Leading with M.O.R.E.: Lessons Shared by the PMI Nashville Community
Wisdom from the PMI Nashville Community
Today’s project leaders are being asked to do far more than simply deliver projects on time and within budget. As PMI’s M.O.R.E. framework continues to reshape the profession, organizations are increasingly looking for project professionals who can think strategically, drive meaningful outcomes, and connect execution to long-term business value. Success is no longer measured solely by schedules, scope, and cost — it is measured by the value created for customers, teams, organizations, and communities.
That shift requires project leaders to move beyond task management and become trusted advisors who can influence strategy, build trust across stakeholders, navigate organizational complexity, and help define what success should actually look like. During a recent PMI Nashville Roundtable discussion centered on leadership and PMI’s M.O.R.E. vision, our community shared thoughtful perspectives on what this evolution looks like in practice. The conversation surfaced real-world insights from experienced professionals who are actively redefining project leadership through empathy, influence, adaptability, and a stronger focus on outcomes over outputs.
Sometimes Leadership Doesn’t Define Success — So Project Leaders Must
One of the strongest insights shared was the reality that leadership teams are not always prepared to define measurable success upfront.
In many organizations, project managers may actually be the people best positioned to do it.
Because PMs work across departments, engage directly with stakeholders, and often have access to both operational data and organizational pain points, they frequently have a clearer understanding of what meaningful outcomes should look like.
Rather than waiting passively for executives to establish success metrics, many project leaders are learning to proactively recommend them — bringing leadership informed options rooted in data, stakeholder needs, and business impact.
This represents a major mindset shift: moving from managing deliverables to shaping organizational direction.
Success Is More Human Than We Sometimes Admit
Another recurring theme centered around expanding how we define success.
Traditional metrics still matter, but PMI Nashville members emphasized that successful projects are also deeply connected to human experience. Trust, confidence, engagement, and even joy surfaced as meaningful indicators of success when working with clients and teams.
The ability to truly listen — to understand what motivates stakeholders, what creates anxiety, and what builds enthusiasm — is increasingly becoming a defining leadership skill.

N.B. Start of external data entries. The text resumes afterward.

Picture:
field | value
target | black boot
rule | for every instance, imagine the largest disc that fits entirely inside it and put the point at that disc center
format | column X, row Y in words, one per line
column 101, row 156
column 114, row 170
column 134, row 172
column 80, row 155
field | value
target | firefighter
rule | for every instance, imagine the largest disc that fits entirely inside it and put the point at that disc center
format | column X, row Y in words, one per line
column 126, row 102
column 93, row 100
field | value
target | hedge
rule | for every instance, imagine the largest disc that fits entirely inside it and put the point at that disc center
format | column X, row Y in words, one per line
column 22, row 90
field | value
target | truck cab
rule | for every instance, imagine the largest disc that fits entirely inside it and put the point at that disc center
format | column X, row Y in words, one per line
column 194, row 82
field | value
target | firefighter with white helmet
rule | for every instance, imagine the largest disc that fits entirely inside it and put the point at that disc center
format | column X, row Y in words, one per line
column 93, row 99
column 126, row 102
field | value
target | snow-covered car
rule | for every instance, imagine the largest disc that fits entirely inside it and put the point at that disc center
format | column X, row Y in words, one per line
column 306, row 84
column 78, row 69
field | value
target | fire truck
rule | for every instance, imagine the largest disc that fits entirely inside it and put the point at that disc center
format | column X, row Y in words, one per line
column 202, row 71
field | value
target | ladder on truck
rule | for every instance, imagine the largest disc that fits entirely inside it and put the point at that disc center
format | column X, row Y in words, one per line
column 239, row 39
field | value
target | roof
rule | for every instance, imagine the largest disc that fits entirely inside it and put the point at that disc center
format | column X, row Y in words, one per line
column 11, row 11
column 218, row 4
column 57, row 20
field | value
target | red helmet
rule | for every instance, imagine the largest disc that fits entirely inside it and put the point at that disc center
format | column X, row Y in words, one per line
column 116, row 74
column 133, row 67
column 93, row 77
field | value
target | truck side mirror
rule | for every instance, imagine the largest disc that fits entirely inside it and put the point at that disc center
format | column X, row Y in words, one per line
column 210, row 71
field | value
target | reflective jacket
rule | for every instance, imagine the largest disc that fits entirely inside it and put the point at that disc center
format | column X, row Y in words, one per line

Project professionals who respond with empathy and adaptability are often the ones who build the strongest long-term partnerships.
Strategic Leaders Make Invisible Work Visible
Many project professionals quietly absorb complexity behind the scenes: managing conflict, navigating ambiguity, coordinating dependencies, and keeping momentum alive despite obstacles.
But one insight resonated strongly throughout the discussion: leaders must learn to appropriately communicate the effort behind the outcome and be transparent about the process (with its highs and lows) along the way.
Not to overexplain. Not to create unnecessary noise. But to ensure leadership understands the strategic thinking, collaboration, and problem-solving required to achieve successful delivery.
When project leaders advocate for their teams and provide visibility into the complexity being managed, they elevate both the team’s credibility and the perceived value of project management itself.
Resistance Is Often a Relationship Problem, Not a Process Problem
Another important takeaway focused on managing resistance through empathy rather than authority.
Stakeholders are far more likely to support change when they feel included in shaping solutions. Something as simple as asking for input early, validating concerns, or incorporating feedback can dramatically shift engagement levels.
Several PMI Nashville leaders described this as getting a stakeholder’s “thumbprint” on the solution — creating real shared ownership rather than forced compliance.
The message was clear: influence grows when people feel respected, heard, and valued.
The Future of Project Leadership
Across industries, the role of the project manager is evolving.
Technical execution remains essential, but the project professionals creating the greatest impact are also becoming facilitators of alignment, translators of value, builders of trust, and strategic thought partners.
The conversations within the PMI Nashville community continue to reinforce an important truth: project leadership is no longer just about managing work. It’s about helping organizations move forward with clarity, collaboration, and purpose.